Sunday 25 May 2014

Edinburgh Half Marathon 2014


We drove up to Edinburgh this morning and parked up at Canongate. Walter Scott once described this as ‘the path to Heaven’. Not at the crack of dawn on a Sunday. Maybe he needed to get out more. At least the parking was free. We were up for the half marathon. In the words of Peter Kay ‘it was spittin’. We made the baggage bus for M. who was off from the Regent Road Start and I then jogged down to London Road  for the Red pen start. I had spent the best part of a week with no beer, more sleep than Rip Van and less carbs than Ebenezer Balfour on the Atkins diet a week before payday; Oh and not to forget the beetroot overload...say no more;  that was up until yesterday morning when I went for the porridge-granola-toast carbo triple salko followed by an all day sit about as the rain just kept on coming.

Evening time. The lite breakfast was followed up by a generous veggie spaghetti bolognaise with more garlic than a village would need to keep both Nosferatu and Bela Lugosi at bay for a month. Bauhaus. Liked their Ziggy Stardust rendition.   I digress.  They had long queues snaking out from each portaloo and I noted the retro minimalist pissoir’s on London Road. Any other day you might have had a member of the constabulary taking a dim view of this sort of thing, but not this morning.
We stood around for what seemed forever in the rain. I looked behind me to see a long line of waiting runners gyrating on the spot to keep themselves from petrifying. After the longest 5 minutes in recent history, we got off and it was steady away as the rain came down. It was pretty quiet without much of a crowd. Most of Edinburgh was still asleep.  A small group of lads huddling in a bus shelter off Lochend Road gave us some mild entertainment but there was little else of note. The rain had stopped. A grey haired runner came by and I tucked in behind him untill the start of Seafield Road along the prom, where a tall young runner came past with a long steady stride. I spent the next 2 miles behind him as the easterly gusted gently in our (his) face. When we reached another rangey  Gainsborough runner just before 7 miles, I was, for a short time, in a wind free zone and was thinking of having a picnic, getting my cigar out and blowing a few smoke rings.   However, it was too good to last and just as I was looking for my Zippo, man mountain slowed and three came by.  

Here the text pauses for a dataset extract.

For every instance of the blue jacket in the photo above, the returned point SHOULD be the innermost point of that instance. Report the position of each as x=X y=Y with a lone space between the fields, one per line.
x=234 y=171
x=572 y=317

I jumped across to one of them. He wasn’t wearing a club vest but his cadence was even and I sat behind him as we passed Musselburgh and began to work the last 3 miles. It was interesting to see the leaders coming back, passing us in the opposite lane. At the turn with just over one and a half to go, I did a miles worth at the front, mostly to impress a clubmate whom we’d caught, but then I fell back again as the pace in the final mile seemed to lift and it was a quick turn into Fettes and the finish. I saw 1:26 on the clock and blanched. I was way off the recommended Ally pace expectation meter. After downloading the garmin which I hadn’t looked at once, my pacing was strangely metronomic, clocking 6.35,6.35, 6,29, 6.41,6.35 etc. All very impressive if I’d set out to run like a metronome, but the metrical beats I had tapped out were 20 seconds a mile slower than required. I had ran; ran fast even, but not raced.

No matter. Caught up with said clubmate for a natter and then waited to meet up with M who was happy enough with her run. After spending 30 minutes waiting to get her bag, we made our weary way back to the car, stopping off at Newington Road to take luncheon at Reverie, where the staff and food were A1. We mused at the huge rain falling from the skies outside that we were fortunate that we hadn’t opted for the marathon.  When the waiter asked if we wanted to see the desert menu, I proclaimed that there was no desert for me, I was an athlete. On second thoughts...
(Finished 5th v50 and 164th overall. Not sure about this no public results thing they seem to be doing-wots that all about?).